Musings from the ever-changing, ever-amazing and occasionally ever-baffling Fort McMurray, Alberta.

Wednesday, September 18, 2013

Baked with Love - Bearstone Bakehouse in Fort McMurray

They had me at the cookies. It was this past spring when I discovered them, as coworkers and I were wandering through the booths at the Fort McMurray Tourism Spring Show and Market. This show attracts vendors from across the province, and when I saw their little booth, loaded with baked goods and granola cereal, I figured it was just another one of those places you see twice a year, bringing their goods to town. I had a bag of cookies in my hand, chocolate chip oatmeal ones, when they revealed they are not from out of town. They are from here in Fort McMurray, and "they" are Bearstone Bakehouse.

I grew up, you see, in a house with a stay at home mom who baked all her own bread and buns, pies and cookies. Store bought baked goods just didn't cut it in my house, and so my mom, who grew up during the depression and had learned a thing or two about baking and cooking in those years, would bake every week. And as I grew older and my friends learned when baking day was it was pretty much guaranteed that every week on that day they would suggest we go study at my house after school, anxious to get their hands on fresh cinnamon buns and cookies. I suppose I am a baking aficionado, and I know good baking when I find it - and I found it with Bearstone.

I took that bag of cookies home, and I showed it to the Intrepid Junior Blogger. Now, she is fairly picky, and often things I love she will disdain, turning up her nose and proclaiming it not to her liking. I left the cookie bag on the counter, told her to help herself - and a couple of hours later went looking for the bag, which had disappeared. I finally tracked it down in the family room, now an empty plastic bag holding nothing but a few crumbs. And the IJB? With a smile she proclaimed them perhaps the best cookies ever, or certainly in recent memory. It was a good thing I had snuck one of the cookies for myself earlier, because I was able to agree with her (although I was chagrined I had missed out by not hiding several cookies for myself).

Then, just a couple of weeks ago at the inaugural City Centre Urban Market, I found them again - the bakery. This time I snatched up a loaf of strawberry crumble, from which I cut thin slices to share with my coworkers (who all announced it marvelous). And once again I took it home and to the IJB, this time fairly certain it would not pass muster as she tends to be quite disinterested in loaves like this. I gave her a tiny taste, a corner of the remaining piece in the bag - and she promptly snatched it out of my hands and disappeared downstairs, where once again I would later find an empty plastic bag.

Since then I have talked to others who have purchased baked goods from Bearstone Bakehouse, and the comments are always the same. The baking is high quality, of the home made kind you rarely see any more and that is often absurdly priced in specialty stores, but that somehow the people behind Bearstone have made affordable. And it is delicious, enough so that the contents of bags disappear rapidly.

Bearstone is now adding to their repertoire by opening a mobile coffee bar, an enterprise that will see them bringing the coffee shop experience of barista-pulled lattes and espressos plus their delectable baking to special events. And some day, hopefully in the near future as the city centre redevelopment ramps up, they hope to open a store front bakery where they can showcase their baked goods, and no doubt create a true coffee house experience of the kind our little city is desperately lacking (and while I love our local chain coffee shops how I hunger for options of this kind).

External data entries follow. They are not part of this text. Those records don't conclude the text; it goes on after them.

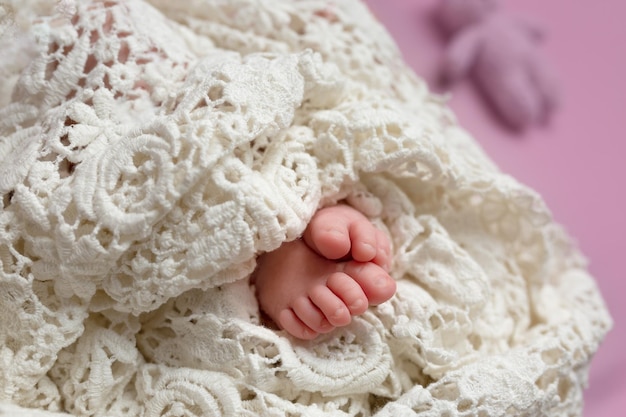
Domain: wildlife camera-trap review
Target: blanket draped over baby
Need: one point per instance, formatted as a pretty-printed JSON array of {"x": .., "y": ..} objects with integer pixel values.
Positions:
[{"x": 150, "y": 151}]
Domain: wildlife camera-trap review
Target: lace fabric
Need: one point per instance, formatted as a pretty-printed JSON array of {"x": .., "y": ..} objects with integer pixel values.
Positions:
[{"x": 149, "y": 151}]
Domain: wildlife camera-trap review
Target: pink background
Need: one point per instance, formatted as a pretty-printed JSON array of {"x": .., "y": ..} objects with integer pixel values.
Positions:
[{"x": 578, "y": 162}]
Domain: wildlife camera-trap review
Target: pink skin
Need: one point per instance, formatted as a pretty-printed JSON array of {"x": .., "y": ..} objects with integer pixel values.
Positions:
[{"x": 337, "y": 270}]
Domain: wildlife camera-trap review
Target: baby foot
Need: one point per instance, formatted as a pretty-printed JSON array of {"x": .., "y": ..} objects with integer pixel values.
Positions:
[
  {"x": 341, "y": 232},
  {"x": 314, "y": 285}
]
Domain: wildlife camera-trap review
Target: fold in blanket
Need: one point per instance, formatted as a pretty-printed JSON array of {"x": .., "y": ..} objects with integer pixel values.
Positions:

The two women behind Bearstone Bakehouse are, in my mind, not only geniuses but true artisans. They are practicing an art that has enchanted people for thousands of years, and one I know well from a childhood spent in a kitchen where I watched my mother, with flour on her hands, take simple ingredients and perform a kind of alchemy, turning them into edible gold. That their business will be a success is indisputable, as they have everything in place - passion, business sense, common sense, proper licensing and best practices - they need to succeed. That they will add to this community through this burgeoning enterprise is guaranteed, as they are bringing something here that we desperately need and want. And they bring too their vision and drive, taking a simple idea of a business to make baked goods and turning it into a mobile coffee bar, and eventually a storefront, growing their business in a sustainable way.

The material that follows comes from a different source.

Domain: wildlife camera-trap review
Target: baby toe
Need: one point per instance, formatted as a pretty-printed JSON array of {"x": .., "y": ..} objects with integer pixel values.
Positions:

Now, where can you find them? I have a secret - they will be at the Fall Show and Market this weekend at MacDonald Island Park. When I began planning a party recently I contacted them and asked if they could provide the baked goods for the party, so I could share with my friends what I had discovered. And you see while my mother is gone and I will never again be able to eat cinnamon buns fresh from the oven while watching her knead bread I can share with my friends one of the things she shared with me as a child - a love of baked goods, created by someone who knows how to make them, and who bakes them with love.

1 comment:

  1. The baked goods sound amazing! I've tried the Healthy Habit Granola and I LOVE it!!